Centrafrique : Interview exclusive - Ange-Félix Patassé «Le vrai président de Centrafrique, c’est moi…»

Publié le par Continental Magazine

À quelques jours de l’ouverture du Dialogue politique inclusif prévu pour ce mois de juin en Centrafrique, l’ex-président Ange-Félix Patassé, déposé en 2003, annonce son retour au pays. Depuis sa somptueuse résidence à la Cité OUA à Lomé, la capitale togolaise où il vit en exil, l’ingénieur agronome se fait le chantre de la réconciliation. Rencontre avec celui qui se considère toujours comme le «président légitime» de la République centrafricaine.

Continental : Comment vivez-vous votre exil au Togo ?

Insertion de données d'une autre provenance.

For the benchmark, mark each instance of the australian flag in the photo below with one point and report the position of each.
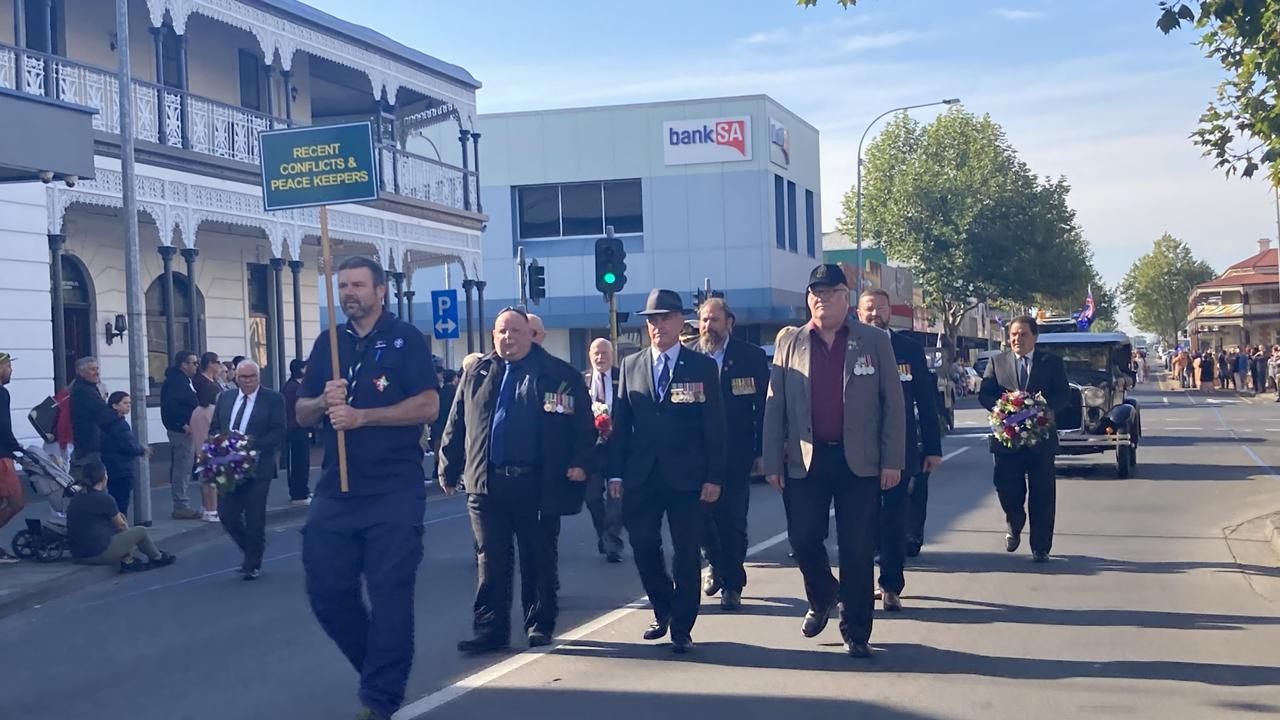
(1086, 317)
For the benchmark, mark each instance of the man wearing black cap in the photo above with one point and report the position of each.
(667, 452)
(835, 432)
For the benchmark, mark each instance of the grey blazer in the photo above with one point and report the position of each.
(874, 414)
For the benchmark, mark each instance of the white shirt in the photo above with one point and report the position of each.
(248, 410)
(602, 381)
(671, 354)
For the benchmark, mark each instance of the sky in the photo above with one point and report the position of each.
(1084, 89)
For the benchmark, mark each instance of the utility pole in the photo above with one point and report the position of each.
(132, 268)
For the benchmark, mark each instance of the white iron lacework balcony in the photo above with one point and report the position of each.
(182, 121)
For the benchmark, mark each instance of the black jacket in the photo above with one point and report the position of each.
(265, 427)
(682, 442)
(177, 400)
(567, 438)
(1048, 377)
(90, 415)
(919, 391)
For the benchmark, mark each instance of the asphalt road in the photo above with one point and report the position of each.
(1144, 611)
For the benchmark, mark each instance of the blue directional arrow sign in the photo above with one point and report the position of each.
(444, 314)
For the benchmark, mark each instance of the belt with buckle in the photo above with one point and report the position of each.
(513, 470)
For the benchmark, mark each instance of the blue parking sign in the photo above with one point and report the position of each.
(444, 314)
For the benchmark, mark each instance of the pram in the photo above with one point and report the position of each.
(45, 540)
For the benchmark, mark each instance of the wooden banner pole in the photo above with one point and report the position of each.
(333, 335)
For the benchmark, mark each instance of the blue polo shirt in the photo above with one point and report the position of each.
(388, 365)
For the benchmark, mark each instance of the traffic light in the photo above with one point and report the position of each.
(536, 281)
(611, 268)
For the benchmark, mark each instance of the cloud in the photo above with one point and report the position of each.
(1015, 16)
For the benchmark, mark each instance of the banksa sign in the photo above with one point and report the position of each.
(717, 140)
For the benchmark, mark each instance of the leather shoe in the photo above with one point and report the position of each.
(816, 621)
(483, 645)
(858, 650)
(711, 584)
(657, 629)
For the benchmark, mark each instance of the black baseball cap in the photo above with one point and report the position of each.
(828, 274)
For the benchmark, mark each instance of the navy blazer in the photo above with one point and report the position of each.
(919, 392)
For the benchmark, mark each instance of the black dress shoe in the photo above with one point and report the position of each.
(816, 621)
(483, 645)
(858, 650)
(657, 629)
(913, 547)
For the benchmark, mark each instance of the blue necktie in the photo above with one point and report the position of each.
(663, 378)
(498, 436)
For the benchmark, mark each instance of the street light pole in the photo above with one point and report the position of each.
(859, 201)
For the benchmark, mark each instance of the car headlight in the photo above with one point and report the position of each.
(1093, 397)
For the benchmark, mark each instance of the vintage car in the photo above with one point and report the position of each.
(1101, 418)
(936, 359)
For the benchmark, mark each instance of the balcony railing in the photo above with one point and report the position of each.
(181, 119)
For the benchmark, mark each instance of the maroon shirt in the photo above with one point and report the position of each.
(827, 384)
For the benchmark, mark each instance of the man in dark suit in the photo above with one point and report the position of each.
(744, 378)
(519, 438)
(919, 392)
(257, 413)
(602, 386)
(667, 454)
(1027, 474)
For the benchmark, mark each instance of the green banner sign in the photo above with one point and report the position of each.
(318, 165)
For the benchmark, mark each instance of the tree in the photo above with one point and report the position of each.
(1240, 128)
(952, 203)
(1159, 283)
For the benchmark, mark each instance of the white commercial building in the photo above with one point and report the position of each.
(209, 76)
(722, 188)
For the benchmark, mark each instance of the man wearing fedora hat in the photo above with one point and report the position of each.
(835, 432)
(667, 458)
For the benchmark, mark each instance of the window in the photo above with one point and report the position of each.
(810, 241)
(251, 80)
(791, 218)
(579, 209)
(780, 212)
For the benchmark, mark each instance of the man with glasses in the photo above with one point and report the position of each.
(835, 433)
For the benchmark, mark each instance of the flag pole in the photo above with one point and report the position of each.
(333, 335)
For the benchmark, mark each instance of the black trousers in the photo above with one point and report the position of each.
(606, 514)
(507, 513)
(243, 514)
(892, 536)
(300, 463)
(1027, 477)
(530, 577)
(675, 597)
(856, 501)
(917, 506)
(725, 527)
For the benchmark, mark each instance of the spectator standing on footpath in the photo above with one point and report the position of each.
(298, 438)
(12, 499)
(120, 451)
(178, 401)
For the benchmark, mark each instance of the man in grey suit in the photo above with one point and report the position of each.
(835, 433)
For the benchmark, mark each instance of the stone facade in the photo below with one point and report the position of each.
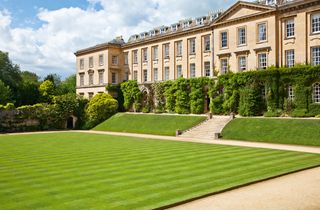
(247, 36)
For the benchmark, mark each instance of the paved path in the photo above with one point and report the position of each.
(297, 148)
(300, 190)
(208, 129)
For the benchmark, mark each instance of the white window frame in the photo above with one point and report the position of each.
(192, 44)
(91, 62)
(207, 69)
(315, 23)
(290, 93)
(207, 43)
(91, 79)
(242, 36)
(126, 58)
(115, 60)
(166, 73)
(224, 39)
(192, 70)
(135, 75)
(316, 93)
(101, 59)
(290, 28)
(262, 32)
(315, 55)
(179, 71)
(145, 75)
(224, 65)
(155, 53)
(179, 48)
(101, 79)
(135, 56)
(262, 60)
(81, 79)
(242, 63)
(166, 51)
(114, 78)
(81, 63)
(290, 58)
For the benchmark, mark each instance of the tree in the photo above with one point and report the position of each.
(54, 78)
(68, 85)
(101, 107)
(5, 93)
(30, 91)
(47, 91)
(10, 75)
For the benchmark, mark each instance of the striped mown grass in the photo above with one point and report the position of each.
(90, 171)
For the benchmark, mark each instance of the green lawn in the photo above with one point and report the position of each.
(283, 131)
(149, 123)
(90, 171)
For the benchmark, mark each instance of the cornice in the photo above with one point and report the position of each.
(167, 36)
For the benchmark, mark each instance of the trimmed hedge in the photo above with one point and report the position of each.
(250, 93)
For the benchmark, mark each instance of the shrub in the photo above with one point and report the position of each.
(250, 100)
(100, 107)
(9, 106)
(300, 113)
(314, 109)
(132, 95)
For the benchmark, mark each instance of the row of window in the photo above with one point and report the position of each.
(166, 50)
(262, 31)
(114, 78)
(114, 60)
(263, 60)
(179, 73)
(315, 93)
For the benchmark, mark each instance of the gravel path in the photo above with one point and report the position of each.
(298, 191)
(297, 148)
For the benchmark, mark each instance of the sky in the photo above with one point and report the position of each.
(42, 35)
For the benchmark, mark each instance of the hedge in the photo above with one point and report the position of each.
(252, 93)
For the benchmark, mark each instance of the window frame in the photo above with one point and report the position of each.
(259, 40)
(192, 70)
(312, 23)
(240, 37)
(259, 59)
(313, 63)
(316, 93)
(207, 43)
(192, 46)
(242, 68)
(290, 28)
(222, 41)
(224, 68)
(292, 58)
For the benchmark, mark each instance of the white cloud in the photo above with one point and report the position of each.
(50, 48)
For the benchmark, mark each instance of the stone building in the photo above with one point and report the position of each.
(247, 36)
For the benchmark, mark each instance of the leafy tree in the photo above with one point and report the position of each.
(5, 93)
(47, 91)
(10, 75)
(54, 78)
(67, 86)
(100, 107)
(29, 93)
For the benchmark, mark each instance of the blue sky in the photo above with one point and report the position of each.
(42, 35)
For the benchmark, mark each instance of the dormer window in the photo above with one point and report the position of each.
(174, 27)
(186, 24)
(163, 30)
(200, 21)
(152, 33)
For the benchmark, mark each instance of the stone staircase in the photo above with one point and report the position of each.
(209, 129)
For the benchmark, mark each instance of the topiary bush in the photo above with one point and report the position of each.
(100, 107)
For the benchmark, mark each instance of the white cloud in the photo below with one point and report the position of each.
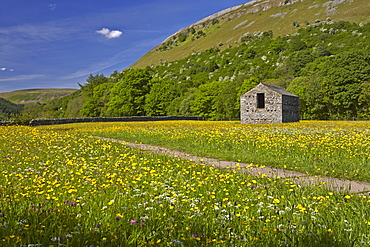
(23, 77)
(110, 34)
(3, 69)
(52, 6)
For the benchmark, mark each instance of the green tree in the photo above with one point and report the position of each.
(204, 102)
(157, 101)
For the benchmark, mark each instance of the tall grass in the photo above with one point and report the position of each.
(65, 188)
(337, 148)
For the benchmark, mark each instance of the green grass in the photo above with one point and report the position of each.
(39, 95)
(224, 31)
(65, 188)
(336, 149)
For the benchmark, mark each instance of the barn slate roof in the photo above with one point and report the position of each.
(279, 90)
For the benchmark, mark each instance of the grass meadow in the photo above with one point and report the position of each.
(60, 186)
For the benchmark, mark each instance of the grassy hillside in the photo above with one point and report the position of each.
(35, 95)
(225, 29)
(8, 108)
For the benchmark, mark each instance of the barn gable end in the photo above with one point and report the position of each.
(267, 103)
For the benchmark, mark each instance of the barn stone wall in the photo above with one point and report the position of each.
(272, 113)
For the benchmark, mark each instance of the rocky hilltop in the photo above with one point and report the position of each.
(225, 28)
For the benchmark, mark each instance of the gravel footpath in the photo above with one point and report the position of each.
(334, 184)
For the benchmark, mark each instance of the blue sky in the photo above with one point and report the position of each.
(59, 43)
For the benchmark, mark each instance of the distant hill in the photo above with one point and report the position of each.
(8, 108)
(316, 49)
(36, 95)
(225, 28)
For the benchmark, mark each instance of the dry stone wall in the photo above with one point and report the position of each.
(37, 122)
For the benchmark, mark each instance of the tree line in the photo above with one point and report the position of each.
(326, 65)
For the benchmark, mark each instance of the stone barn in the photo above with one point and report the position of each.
(267, 103)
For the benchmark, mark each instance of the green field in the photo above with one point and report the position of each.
(59, 186)
(35, 95)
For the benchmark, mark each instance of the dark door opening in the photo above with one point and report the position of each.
(260, 100)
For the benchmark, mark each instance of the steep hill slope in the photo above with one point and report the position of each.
(35, 95)
(225, 29)
(8, 108)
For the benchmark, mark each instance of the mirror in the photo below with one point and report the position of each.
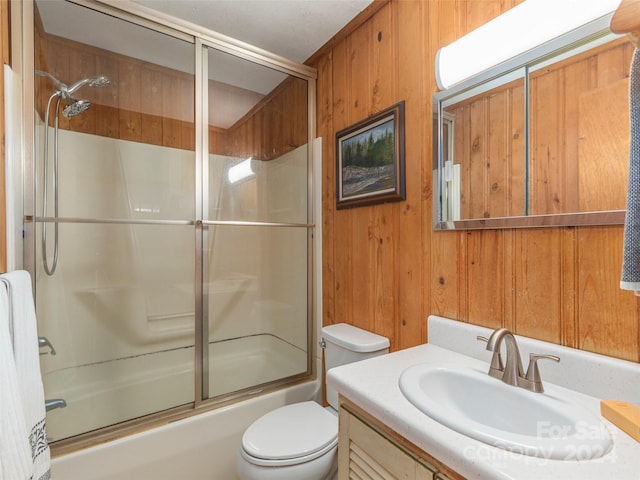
(543, 144)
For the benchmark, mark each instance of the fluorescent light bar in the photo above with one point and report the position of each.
(240, 171)
(518, 30)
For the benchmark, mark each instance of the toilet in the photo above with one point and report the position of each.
(300, 441)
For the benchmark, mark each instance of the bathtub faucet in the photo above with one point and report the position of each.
(54, 403)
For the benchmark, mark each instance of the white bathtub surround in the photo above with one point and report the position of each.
(202, 447)
(583, 377)
(120, 308)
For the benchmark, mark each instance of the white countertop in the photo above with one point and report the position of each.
(373, 385)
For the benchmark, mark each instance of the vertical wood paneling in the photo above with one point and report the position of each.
(538, 283)
(559, 285)
(4, 60)
(410, 37)
(608, 316)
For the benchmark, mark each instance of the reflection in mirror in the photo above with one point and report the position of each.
(545, 144)
(579, 148)
(486, 131)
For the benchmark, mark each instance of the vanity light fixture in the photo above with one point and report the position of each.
(519, 30)
(241, 171)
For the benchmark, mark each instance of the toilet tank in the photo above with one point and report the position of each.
(345, 344)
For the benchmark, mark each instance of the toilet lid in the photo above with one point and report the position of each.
(292, 431)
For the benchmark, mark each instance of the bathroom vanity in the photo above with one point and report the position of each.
(373, 450)
(383, 433)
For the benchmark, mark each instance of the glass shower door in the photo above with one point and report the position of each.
(114, 241)
(256, 233)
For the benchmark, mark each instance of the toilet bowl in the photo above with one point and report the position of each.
(300, 441)
(275, 447)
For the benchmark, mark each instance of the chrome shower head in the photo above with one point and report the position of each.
(75, 107)
(67, 91)
(96, 82)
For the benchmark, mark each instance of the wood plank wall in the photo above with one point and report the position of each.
(4, 60)
(386, 270)
(153, 104)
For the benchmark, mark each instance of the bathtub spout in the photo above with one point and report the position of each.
(54, 403)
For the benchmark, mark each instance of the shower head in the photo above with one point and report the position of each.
(96, 82)
(75, 107)
(67, 91)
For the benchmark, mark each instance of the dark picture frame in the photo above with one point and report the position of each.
(370, 160)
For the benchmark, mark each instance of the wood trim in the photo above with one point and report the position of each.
(5, 51)
(626, 18)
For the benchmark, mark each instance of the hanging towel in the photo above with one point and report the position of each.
(22, 318)
(15, 451)
(631, 251)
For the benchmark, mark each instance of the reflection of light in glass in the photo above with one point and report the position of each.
(518, 30)
(240, 171)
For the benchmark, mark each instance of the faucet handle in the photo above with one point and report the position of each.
(497, 367)
(533, 373)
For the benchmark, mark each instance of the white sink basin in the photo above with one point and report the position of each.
(471, 402)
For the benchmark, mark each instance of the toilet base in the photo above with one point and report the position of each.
(321, 468)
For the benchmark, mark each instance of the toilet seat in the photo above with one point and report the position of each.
(290, 435)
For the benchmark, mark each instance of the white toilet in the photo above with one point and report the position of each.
(300, 441)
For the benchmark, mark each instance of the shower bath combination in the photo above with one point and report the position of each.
(74, 106)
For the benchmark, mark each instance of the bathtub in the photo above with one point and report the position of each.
(106, 393)
(201, 447)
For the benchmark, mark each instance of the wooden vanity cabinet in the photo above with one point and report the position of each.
(369, 450)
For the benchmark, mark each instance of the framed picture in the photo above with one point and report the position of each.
(370, 160)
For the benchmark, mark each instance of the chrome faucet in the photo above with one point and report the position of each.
(513, 366)
(512, 372)
(54, 403)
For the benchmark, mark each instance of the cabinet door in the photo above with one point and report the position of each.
(365, 454)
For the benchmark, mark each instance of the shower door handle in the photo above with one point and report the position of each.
(44, 342)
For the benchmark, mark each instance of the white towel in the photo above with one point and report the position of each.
(631, 248)
(27, 361)
(15, 451)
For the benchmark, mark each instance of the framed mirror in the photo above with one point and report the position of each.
(542, 142)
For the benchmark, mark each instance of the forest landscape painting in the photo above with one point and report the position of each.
(370, 160)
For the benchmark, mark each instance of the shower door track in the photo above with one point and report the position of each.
(127, 221)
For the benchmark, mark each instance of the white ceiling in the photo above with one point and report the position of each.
(294, 29)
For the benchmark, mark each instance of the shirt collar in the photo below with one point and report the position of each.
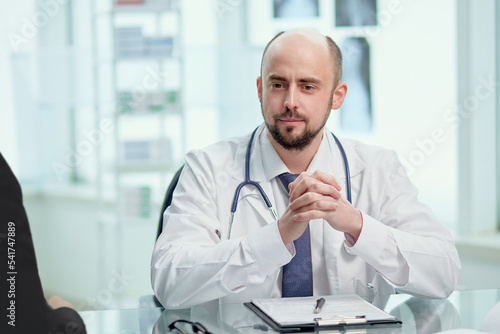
(323, 159)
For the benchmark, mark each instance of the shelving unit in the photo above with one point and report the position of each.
(138, 71)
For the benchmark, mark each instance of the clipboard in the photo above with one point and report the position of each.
(293, 315)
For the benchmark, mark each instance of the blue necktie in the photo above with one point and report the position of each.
(297, 274)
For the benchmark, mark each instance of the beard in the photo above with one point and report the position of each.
(285, 138)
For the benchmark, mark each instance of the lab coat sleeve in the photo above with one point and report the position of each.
(192, 263)
(404, 242)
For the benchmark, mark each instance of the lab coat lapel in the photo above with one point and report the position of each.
(338, 258)
(251, 206)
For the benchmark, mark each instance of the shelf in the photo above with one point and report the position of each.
(141, 166)
(153, 9)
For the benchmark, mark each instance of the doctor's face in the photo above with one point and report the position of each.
(296, 89)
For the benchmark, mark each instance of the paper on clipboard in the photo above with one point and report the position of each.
(300, 311)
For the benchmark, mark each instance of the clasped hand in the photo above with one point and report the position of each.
(317, 196)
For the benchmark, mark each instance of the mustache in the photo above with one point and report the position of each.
(289, 113)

> Ange-Félix Patassé : Je m’y sens bien. Je consacre la majeure partie de mon temps à travailler sur plusieurs projets bénéfiques au Togo, à mon pays, et à l’Afrique. J’entretiens d’excellentes relations avec les autorités togolaises parce que le président Faure Gnassingbé a pris une série de mesures pour assurer ma sécurité et celle de ma délégation, comme son père l’avait fait. Les ministres du gouvernement m’accompagnent également dans mon projet de production de biocombustible à partir du penicetum pulpurium, herbe appelée «adako». Actuellement, je suis dans la phase de fermentation méthanique de l’adako pour fabriquer du biogaz, dont une partie va servir à la production d’électricité et le reste pour faire du biocarburant. Si la phase expérimentale nous donne des résultats concluants, d’ici l’année prochaine, le Togo pourrait faire face à la crise énergétique grâce à la vulgarisation de cette recherche.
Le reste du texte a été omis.